La scelta del gruppo socialista di proporre un proprio candidato, senza cercare un accordo con i popolari, è frutto della quasi sicura fine dell’alleanza con il Ppe, che vorrebbe riconfermare Ursula von der Leyen come rappresentante di una possibile alleanza con i conservatori, dei quali fa parte anche Fratelli d’Italia. Schmit, classe 1953, economista con studi in Francia, già impegnato in ambito accademico come ricercatore in relazioni economiche internazionali, non è nuovo a impegni europei, avendo nel 2019 ricoperto quello di commissario per il Lavoro e i Diritti sociali, dopo essere diventato parlamentare. Nel suo Paese, dal 2004 al 2019, ha rivestito il ruolo di ministro del Lavoro, dell’Occupazione e dell’Immigrazione.

Pur essendo poco noto, ha giocato un ruolo importante, per conto del governo lussemburghese, nel corso dei negoziati sui trattati di Maastricht e Nizza, le basi fondanti dell’Unione. Sua è stata la battaglia che ha permesso l’utilizzo di cento miliardi di euro per una riduzione dell’orario di lavoro durante i lockdown causati dalla pandemia; sua l’emanazione di una direttiva relativa al salario minimo – come aveva annunciato al momento della sua elezione, tanto da essere definito “Mr. salario minimo” –, e suo anche l’impegno nel contrasto alla disoccupazione e nel sostegno all’integrazione dei migranti. Significativa, inoltre, la battaglia per migliorare le condizioni dei lavoratori e delle lavoratrici delle piattaforme (quelli che prestano servizio su app come Uber, Deliveroo, Glovo), una direttiva approvata dal Consiglio Ue, e che ha dovuto affrontare non poca opposizione. Una vittoria contro l’aggressività del lobbismo delle piattaforme, grazie all’appoggio di una maggioranza qualificata di Stati membri. Una “cosa di sinistra” che ha visto Schmit protagonista. Il candidato socialista ha nella tradizione familiare l’antifascismo e l’antinazismo, in particolare da parte del nonno ucciso dai tedeschi nel corso dell’occupazione del Paese.

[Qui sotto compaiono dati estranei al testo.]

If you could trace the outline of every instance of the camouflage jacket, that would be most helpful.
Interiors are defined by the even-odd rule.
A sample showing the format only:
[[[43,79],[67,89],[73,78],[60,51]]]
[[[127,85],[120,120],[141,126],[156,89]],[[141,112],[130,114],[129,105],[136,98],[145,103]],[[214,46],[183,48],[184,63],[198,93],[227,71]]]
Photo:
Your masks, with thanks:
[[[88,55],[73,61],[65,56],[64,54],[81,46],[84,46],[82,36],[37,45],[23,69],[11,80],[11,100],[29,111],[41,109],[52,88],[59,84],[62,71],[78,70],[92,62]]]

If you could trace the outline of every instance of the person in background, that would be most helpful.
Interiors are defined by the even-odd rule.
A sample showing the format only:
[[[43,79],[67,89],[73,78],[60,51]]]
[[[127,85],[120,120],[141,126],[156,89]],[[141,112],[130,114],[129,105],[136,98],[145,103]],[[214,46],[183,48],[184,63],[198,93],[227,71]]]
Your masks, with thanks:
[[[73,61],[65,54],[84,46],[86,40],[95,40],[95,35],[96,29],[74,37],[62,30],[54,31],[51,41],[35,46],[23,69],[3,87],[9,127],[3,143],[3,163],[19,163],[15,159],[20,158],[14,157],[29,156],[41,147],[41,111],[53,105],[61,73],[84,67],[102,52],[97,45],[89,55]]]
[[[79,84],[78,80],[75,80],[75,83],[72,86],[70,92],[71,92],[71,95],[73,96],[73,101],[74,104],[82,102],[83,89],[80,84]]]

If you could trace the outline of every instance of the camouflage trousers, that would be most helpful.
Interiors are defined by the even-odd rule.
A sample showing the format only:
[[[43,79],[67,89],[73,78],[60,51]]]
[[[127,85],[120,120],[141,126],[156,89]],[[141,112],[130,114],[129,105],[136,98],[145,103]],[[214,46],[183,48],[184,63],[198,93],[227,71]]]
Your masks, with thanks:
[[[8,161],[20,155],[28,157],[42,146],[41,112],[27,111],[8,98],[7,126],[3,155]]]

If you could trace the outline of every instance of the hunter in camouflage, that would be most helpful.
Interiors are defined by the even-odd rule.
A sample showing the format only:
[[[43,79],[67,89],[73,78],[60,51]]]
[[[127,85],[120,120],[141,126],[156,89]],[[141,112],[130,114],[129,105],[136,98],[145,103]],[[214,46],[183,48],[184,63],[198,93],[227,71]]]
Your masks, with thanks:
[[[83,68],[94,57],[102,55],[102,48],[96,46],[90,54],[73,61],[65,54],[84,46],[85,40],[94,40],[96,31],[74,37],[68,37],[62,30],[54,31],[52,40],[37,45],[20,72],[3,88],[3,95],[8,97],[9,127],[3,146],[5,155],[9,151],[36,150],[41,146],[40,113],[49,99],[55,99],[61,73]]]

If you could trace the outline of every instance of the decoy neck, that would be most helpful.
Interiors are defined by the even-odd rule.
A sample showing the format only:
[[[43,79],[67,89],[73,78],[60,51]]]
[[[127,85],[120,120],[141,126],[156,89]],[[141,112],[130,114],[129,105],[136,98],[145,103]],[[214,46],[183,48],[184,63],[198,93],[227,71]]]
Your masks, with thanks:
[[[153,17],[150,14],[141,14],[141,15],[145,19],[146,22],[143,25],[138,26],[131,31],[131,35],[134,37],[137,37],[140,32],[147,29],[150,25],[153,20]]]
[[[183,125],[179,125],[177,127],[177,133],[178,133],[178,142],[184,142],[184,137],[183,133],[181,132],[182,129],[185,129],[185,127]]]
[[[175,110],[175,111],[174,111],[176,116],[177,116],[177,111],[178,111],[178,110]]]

Nell’insieme, un attivismo non facilmente riscontrabile negli altri membri del Pse, che hanno ironizzato sulla facilità di organizzare uno Stato sociale in un Paese ricco e semi-paradiso fiscale, lontano sia dal Mediterraneo sia dai Balcani, luoghi di arrivo dei migranti. Ma questo nulla toglie all’impegno dell’uomo, per nulla scontato, sui fronti citati.

Neppure i socialisti lussemburghesi, nel corso della loro lunga vita – il Partito socialdemocratico era stato fondato nel 1902 –, si sono fatti mancare qualcosa in materia di scissioni. Nel 1905, avveniva la prima divisione a sinistra, che portava alla nascita appunto del Lsap. Le due formazioni si riunificavano nel 1912, e nel 1915 arrivava il nuovo nome, con l’ingresso nell’Internazionale socialista. Prima esperienza di governo nel 1937, con il premier cristiano-sociale Pierre Dupong. Il Partito operaio socialista lussemburghese subiva ancora una scissione a destra nel 1970, ma nel 1981 si arrivava alla definitiva riunificazione. Insomma, quella di Schmit e del suo partito è una storia di sinistra a trecentosessanta gradi, che, scissioni a parte, dovrebbe essere imitata dai suoi omologhi in tutta Europa.